In the 1890s, in wake of the discovery of the plague pathogen by Alexandre Yersin in 1894, the Russian government formed a special Commission on the Prevention of Plague Disease to facilitate research in this specific area of bacteriology. Fort Alexander's isolation led the commission to establish a new research laboratory there in January 1897. This laboratory was a part of Imperial Institute of Experimental Medicine (now Institute of Experimental Medicine of the Russian Academy of Medical Sciences). Fort Alexander was renovated for the new purpose in 1897–1899, largely with funds from Duke Alexander Petrovich of Oldenburg, and featured a science library, research labs including containment labs, a stable for laboratory horses, cremation facility for lab animals, and other auxiliary facilities. Research work in Fort Alexander took off in August 1899 and was mainly focused on the study of plague disease and preparation of plague serum and vaccine from the immunized horses. Danylo Zabolotny, Mikhail Gavrilovich Tartakovsky, and Nikolai Mikhailovich Berestnev were the three researchers who arrived there in 1898 to oversee the work. In the following years, the laboratory is reported to have worked also on the development of serums against cholera, tetanus, typhus, scarlatina, and a series of Staphylococcus and Streptococcus infections. Work was hazardous and there were three pneumonic and bubonic plague cases among the staff members in 1904 and 1907 resulting in two fatalities. After the Communist takeover in 1917, the laboratory in Fort Alexander ceased operations. Research assets were transferred to various institutes in Petrograd, Moscow, and Saratov.

==Current status==
After 1917, the fort was formally owned by Russian Navy, which maintained storage facilities and a repair shop there. By 1983, the fort was stripped of its fixtures and abandoned. In the late 1990s and early 2000s, Fort Alexander was a popular location for rave parties. Since 2005 the fort was formally managed by the administration of the presidential conference center known as Constantine Palace in Strelna. The access inside the fort premises through the only gate of the fortress was secured since then.

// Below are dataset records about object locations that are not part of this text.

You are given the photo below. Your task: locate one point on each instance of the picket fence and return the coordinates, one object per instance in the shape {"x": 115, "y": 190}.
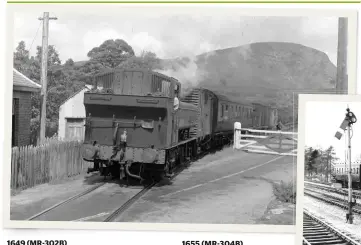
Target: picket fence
{"x": 54, "y": 160}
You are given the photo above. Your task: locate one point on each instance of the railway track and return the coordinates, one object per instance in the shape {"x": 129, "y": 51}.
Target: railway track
{"x": 315, "y": 231}
{"x": 66, "y": 201}
{"x": 332, "y": 200}
{"x": 117, "y": 213}
{"x": 356, "y": 194}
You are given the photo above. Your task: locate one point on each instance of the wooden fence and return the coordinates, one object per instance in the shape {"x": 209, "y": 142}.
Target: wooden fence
{"x": 54, "y": 160}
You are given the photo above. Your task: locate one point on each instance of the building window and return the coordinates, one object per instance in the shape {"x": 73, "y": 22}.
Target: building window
{"x": 15, "y": 122}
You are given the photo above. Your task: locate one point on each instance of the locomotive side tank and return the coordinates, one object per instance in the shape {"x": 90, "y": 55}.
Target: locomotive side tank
{"x": 135, "y": 116}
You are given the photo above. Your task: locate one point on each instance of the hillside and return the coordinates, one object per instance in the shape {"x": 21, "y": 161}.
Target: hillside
{"x": 257, "y": 72}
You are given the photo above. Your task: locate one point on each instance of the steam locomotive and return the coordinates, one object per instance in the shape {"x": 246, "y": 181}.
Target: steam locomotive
{"x": 138, "y": 126}
{"x": 340, "y": 174}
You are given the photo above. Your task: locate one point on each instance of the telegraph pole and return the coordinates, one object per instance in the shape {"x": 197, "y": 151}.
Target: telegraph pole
{"x": 342, "y": 77}
{"x": 44, "y": 73}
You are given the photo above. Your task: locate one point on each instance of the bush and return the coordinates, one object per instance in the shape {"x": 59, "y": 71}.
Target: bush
{"x": 285, "y": 192}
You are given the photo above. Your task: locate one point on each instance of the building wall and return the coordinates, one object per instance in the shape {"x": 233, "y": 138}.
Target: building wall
{"x": 22, "y": 112}
{"x": 72, "y": 108}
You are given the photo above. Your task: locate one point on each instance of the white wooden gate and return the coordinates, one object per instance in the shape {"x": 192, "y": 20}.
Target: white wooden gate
{"x": 265, "y": 141}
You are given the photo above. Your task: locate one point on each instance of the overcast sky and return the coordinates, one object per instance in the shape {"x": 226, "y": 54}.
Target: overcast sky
{"x": 323, "y": 120}
{"x": 172, "y": 35}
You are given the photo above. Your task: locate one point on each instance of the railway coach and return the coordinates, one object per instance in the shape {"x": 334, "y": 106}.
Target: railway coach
{"x": 340, "y": 174}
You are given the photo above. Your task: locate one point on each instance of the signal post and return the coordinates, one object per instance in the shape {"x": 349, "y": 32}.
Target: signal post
{"x": 347, "y": 123}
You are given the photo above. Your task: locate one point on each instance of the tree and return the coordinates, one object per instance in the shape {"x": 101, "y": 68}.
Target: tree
{"x": 111, "y": 53}
{"x": 21, "y": 57}
{"x": 53, "y": 56}
{"x": 69, "y": 62}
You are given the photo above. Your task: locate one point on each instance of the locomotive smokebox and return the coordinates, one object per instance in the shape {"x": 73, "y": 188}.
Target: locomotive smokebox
{"x": 150, "y": 156}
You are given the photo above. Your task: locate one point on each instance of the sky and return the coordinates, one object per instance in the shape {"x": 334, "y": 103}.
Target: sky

In 2007, the administration of the fort announced its intention to seek investors for the proposed renovation project estimated at $43 million.

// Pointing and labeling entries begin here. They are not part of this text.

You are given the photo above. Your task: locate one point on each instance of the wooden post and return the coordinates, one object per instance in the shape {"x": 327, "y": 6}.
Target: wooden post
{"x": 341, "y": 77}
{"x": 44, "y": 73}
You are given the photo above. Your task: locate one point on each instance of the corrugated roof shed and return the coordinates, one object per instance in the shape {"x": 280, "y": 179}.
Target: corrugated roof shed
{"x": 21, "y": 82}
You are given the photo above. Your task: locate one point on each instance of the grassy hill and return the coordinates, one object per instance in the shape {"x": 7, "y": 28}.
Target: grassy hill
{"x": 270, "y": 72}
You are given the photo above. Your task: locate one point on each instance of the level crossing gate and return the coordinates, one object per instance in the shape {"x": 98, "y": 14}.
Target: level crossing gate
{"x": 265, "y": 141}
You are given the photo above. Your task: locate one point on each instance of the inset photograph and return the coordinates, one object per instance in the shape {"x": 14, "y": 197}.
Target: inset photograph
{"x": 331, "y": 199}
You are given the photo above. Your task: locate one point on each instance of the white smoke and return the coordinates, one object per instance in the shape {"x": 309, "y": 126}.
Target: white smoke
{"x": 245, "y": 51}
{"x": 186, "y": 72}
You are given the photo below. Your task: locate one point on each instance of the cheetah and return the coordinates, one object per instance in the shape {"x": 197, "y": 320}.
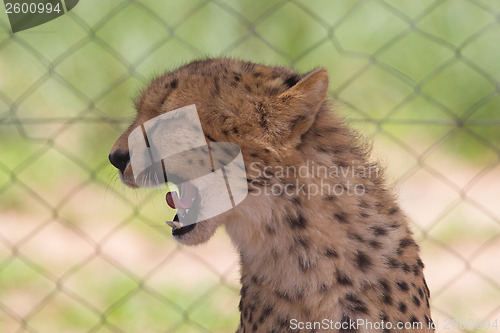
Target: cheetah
{"x": 322, "y": 242}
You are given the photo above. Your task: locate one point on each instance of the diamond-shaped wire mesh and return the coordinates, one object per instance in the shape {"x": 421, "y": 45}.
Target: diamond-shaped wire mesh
{"x": 79, "y": 253}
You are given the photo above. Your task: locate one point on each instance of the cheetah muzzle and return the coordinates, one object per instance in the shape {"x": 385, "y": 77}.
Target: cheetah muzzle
{"x": 305, "y": 255}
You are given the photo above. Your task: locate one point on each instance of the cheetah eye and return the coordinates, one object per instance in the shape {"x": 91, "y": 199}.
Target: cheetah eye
{"x": 210, "y": 138}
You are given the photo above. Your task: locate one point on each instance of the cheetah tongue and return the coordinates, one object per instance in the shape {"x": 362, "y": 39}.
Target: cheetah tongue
{"x": 187, "y": 192}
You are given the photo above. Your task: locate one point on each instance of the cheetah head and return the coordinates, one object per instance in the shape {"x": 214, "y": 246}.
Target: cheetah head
{"x": 263, "y": 110}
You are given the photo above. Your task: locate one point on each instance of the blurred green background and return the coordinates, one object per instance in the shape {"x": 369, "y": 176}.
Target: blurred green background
{"x": 80, "y": 253}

From 2005 to 2010, the Saint Petersburg Dam navigation floodgate for the main shipping channel of the Gulf of Finland was being constructed less than a mile from Fort Alexander. A new pathway for the shipping channel required extensive dredging in waters in the vicinity of Fort Alexander. Serious concerns were raised on the negative impact of dredging efforts and expected increase in wave disturbance from passerby ships on the integrity of the foundation at Fort Alexander.

As of 2011, boat tours to the fort are available.

In 2025, the fortress was used by Russian TV channel STS to film a local adaptation of the French game show Fort Boyard.